Import the required Python Modules

#@title Import the required Python Modules
import torch
import logging
import requests
from bs4 import BeautifulSoup
from typing import List, Optional
from IPython.display import Markdown, HTML
from transformers import AutoModelForCausalLM, AutoTokenizer, PreTrainedTokenizer, PreTrainedModel, StoppingCriteria, StoppingCriteriaList

Model Configuration

For this project, I've selected Phi-2 from Microsoft, a Transformer model boasting 2.7 billion parameters and designed specifically for QA, chat, and coding purposes. My decision was influenced by the fact that this model is licensed under the MIT license. Additionally, its relatively modest size for a 2024 model makes it feasible for both myself and anyone interested in replicating these examples to run it on the Google Colab Jupyter Notebook environment. This setup, importantly, leverages the free Nvidia Tesla T4 GPU, offering accessible yet powerful computing capabilities.
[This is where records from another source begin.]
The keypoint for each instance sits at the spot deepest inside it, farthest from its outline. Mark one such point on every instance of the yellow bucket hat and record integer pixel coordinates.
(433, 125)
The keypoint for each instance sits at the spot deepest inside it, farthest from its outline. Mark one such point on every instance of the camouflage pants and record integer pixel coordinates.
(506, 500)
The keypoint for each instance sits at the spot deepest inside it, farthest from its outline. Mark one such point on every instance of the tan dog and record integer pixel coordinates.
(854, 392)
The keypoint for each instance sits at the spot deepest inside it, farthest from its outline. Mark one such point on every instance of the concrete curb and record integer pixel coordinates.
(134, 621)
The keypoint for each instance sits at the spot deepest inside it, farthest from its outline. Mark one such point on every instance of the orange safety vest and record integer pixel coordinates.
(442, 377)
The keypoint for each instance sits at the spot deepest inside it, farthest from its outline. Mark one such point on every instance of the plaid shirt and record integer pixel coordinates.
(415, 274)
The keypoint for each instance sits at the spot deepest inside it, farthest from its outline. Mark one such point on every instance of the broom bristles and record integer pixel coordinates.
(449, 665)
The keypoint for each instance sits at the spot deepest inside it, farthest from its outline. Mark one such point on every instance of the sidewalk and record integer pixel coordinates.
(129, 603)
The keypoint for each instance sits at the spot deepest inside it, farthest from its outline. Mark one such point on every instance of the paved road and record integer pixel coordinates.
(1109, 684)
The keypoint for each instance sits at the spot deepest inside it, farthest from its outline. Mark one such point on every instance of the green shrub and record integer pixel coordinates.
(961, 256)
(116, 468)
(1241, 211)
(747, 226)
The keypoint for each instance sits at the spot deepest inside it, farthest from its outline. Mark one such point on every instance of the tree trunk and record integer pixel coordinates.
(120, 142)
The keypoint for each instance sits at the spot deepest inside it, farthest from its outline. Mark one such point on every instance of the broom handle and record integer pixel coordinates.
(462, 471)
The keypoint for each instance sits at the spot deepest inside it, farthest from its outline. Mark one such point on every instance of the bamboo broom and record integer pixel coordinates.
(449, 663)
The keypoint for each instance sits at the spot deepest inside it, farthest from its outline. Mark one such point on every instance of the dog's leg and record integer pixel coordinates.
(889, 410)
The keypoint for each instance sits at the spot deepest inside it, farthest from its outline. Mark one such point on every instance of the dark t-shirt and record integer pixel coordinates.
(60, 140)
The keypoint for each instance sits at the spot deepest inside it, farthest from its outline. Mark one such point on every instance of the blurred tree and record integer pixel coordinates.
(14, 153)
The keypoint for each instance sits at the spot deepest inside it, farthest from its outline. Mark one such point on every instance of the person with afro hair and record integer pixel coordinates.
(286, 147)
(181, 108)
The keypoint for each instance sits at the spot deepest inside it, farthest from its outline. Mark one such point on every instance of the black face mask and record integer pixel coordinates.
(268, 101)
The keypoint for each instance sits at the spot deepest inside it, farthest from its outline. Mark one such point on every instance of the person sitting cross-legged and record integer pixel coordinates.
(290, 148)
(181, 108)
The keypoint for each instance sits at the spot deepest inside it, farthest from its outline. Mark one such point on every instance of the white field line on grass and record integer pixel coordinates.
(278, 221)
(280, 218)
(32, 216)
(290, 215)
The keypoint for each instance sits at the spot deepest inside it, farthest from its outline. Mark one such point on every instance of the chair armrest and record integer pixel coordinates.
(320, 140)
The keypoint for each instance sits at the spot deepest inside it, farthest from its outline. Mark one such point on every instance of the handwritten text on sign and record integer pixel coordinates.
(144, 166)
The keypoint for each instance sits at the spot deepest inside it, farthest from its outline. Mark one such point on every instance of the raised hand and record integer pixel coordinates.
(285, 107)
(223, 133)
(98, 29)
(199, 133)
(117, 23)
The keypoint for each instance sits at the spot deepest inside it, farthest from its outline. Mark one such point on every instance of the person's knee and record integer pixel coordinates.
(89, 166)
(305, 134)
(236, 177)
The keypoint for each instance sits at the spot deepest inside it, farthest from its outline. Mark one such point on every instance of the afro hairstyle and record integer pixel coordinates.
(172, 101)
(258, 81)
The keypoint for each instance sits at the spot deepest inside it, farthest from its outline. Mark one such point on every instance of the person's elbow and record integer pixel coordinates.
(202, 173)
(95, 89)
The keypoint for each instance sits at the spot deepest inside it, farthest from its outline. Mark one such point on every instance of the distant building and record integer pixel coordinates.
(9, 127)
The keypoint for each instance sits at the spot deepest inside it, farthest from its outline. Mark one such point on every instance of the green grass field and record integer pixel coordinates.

#@title Model Configuration

# The language model to use for generation.
model_id = "microsoft/phi-2"

# Commit hash for the language model.
commit = "7e10f3ea09c0ebd373aebc73bc6e6ca58204628d" # 05 Jan 2024

# Maximum number of new tokens to generate.
max_new_tokens = 512

Load the Model and Tokenizer

#@title Load the Model and Tokenizer
model = AutoModelForCausalLM.from_pretrained(model_id,
                                             torch_dtype="auto",
                                             revision=commit,
                                             trust_remote_code=True
                                             )

tokenizer = AutoTokenizer.from_pretrained(model_id,
                                          revision=commit,
                                          trust_remote_code=True
                                          )

Set the device to GPU if available

#@title Set the device to GPU if available
if torch.cuda.is_available():
    model = model.to('cuda')

Token-Based Stopping Criteria for Text Generation

This function defines TokenStopper, a class for halting text generation in a model when certain specified token IDs are generated.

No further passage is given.